As described above, according to the present invention, it is possible to provide a protective relay device that can save labor on maintenance and improve reliability of the device.

[Brief explanation of the drawing]

Fig. 1 shows a conventional constant monitoring defect detection circuit and an inspection result confirmation circuit, Fig. 2 shows an inspection starting circuit and an inspection input application circuit, Fig. 3 shows a trip circuit, and Fig. 4 shows a conventional constant monitoring defect detection circuit and an inspection result confirmation circuit.
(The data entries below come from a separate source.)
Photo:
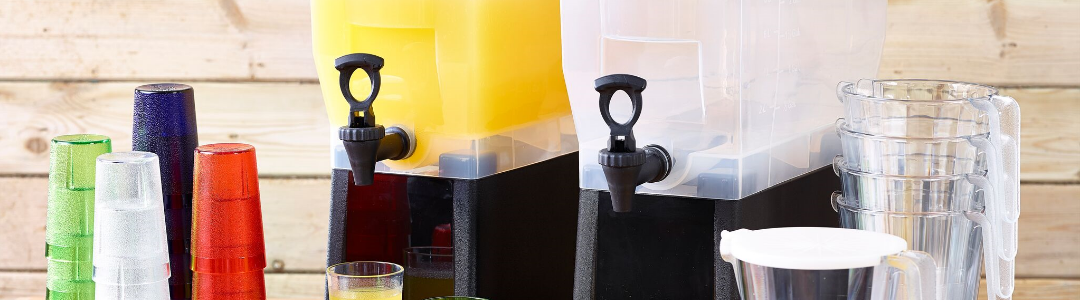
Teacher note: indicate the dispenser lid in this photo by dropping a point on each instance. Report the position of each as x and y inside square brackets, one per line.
[809, 248]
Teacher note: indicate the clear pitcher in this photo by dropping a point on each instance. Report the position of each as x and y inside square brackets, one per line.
[826, 263]
[954, 239]
[940, 215]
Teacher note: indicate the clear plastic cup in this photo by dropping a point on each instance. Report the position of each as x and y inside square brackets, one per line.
[912, 193]
[364, 281]
[914, 157]
[131, 257]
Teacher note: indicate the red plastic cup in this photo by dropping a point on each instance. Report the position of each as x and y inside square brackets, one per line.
[228, 253]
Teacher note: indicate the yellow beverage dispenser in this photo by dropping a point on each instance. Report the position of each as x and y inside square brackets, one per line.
[478, 82]
[451, 136]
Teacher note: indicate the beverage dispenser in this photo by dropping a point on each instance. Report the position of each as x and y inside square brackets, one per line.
[451, 127]
[729, 124]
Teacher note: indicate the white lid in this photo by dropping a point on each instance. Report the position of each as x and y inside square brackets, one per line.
[809, 248]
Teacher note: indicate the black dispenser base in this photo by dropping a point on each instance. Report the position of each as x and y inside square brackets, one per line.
[666, 247]
[513, 232]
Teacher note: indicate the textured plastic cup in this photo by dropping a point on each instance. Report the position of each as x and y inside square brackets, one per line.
[69, 226]
[164, 124]
[364, 281]
[227, 248]
[131, 259]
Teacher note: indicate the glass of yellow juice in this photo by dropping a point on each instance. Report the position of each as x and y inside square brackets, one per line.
[365, 281]
[429, 272]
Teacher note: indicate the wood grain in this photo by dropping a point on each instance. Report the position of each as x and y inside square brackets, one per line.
[29, 286]
[1000, 42]
[157, 39]
[285, 122]
[1003, 42]
[296, 210]
[1050, 134]
[295, 217]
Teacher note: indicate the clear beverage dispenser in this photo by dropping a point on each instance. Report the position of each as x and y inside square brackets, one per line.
[734, 104]
[451, 128]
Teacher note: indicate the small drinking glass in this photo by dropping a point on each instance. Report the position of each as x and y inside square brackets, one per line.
[364, 281]
[429, 272]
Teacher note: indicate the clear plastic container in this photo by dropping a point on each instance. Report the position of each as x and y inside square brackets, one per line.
[948, 109]
[131, 256]
[477, 83]
[913, 193]
[786, 263]
[953, 239]
[741, 93]
[933, 214]
[914, 157]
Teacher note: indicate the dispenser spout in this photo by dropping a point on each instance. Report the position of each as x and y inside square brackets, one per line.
[625, 166]
[365, 141]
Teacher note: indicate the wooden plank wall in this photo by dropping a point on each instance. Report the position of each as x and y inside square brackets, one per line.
[70, 67]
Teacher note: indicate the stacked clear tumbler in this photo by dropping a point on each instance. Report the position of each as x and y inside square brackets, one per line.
[935, 163]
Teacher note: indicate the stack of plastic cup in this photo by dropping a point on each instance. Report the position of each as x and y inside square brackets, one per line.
[131, 260]
[227, 247]
[935, 163]
[164, 124]
[69, 230]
FIGS. 5 to 7 are diagrams showing the configuration of a control circuit of an auxiliary relay for a trip lock, and are schematic configuration diagrams showing an embodiment of the present invention. 1, 2, 3, 4... Main relay, 5, 13... OR circuit, 6... On-delay timer, 51...
Off-delay timer, 53...AND circuit, 5
2...Knot circuit, 8...Inspection result confirmation circuit,
7, 33...Auxiliary relay, 32...Keep relay for trip lock, 11...Automatic inspection starting condition circuit, 12...Manual inspection starting condition circuit, S53...
Inspection start condition signal at the time of regular monitoring recovery, 15, 16, 1
7, 18...Auxiliary relay for applying inspection input, 34...
...Push button switch, 71...Auxiliary relay for inspection good judgment, 21, 22, 23, 24...Auxiliary relay for main relay output amplification.

Claims (1)

[Claims] 1. In a protective relay device that is equipped with an automatic monitoring circuit that has constant monitoring and automatic inspection functions, and locks the device when a constant monitoring failure is detected, an automatic inspection is performed when a constant monitoring failure is recovered, and the inspection results are reported. 1. A protective relay device characterized in that the device is unlocked on the condition that the device is determined to be in good condition.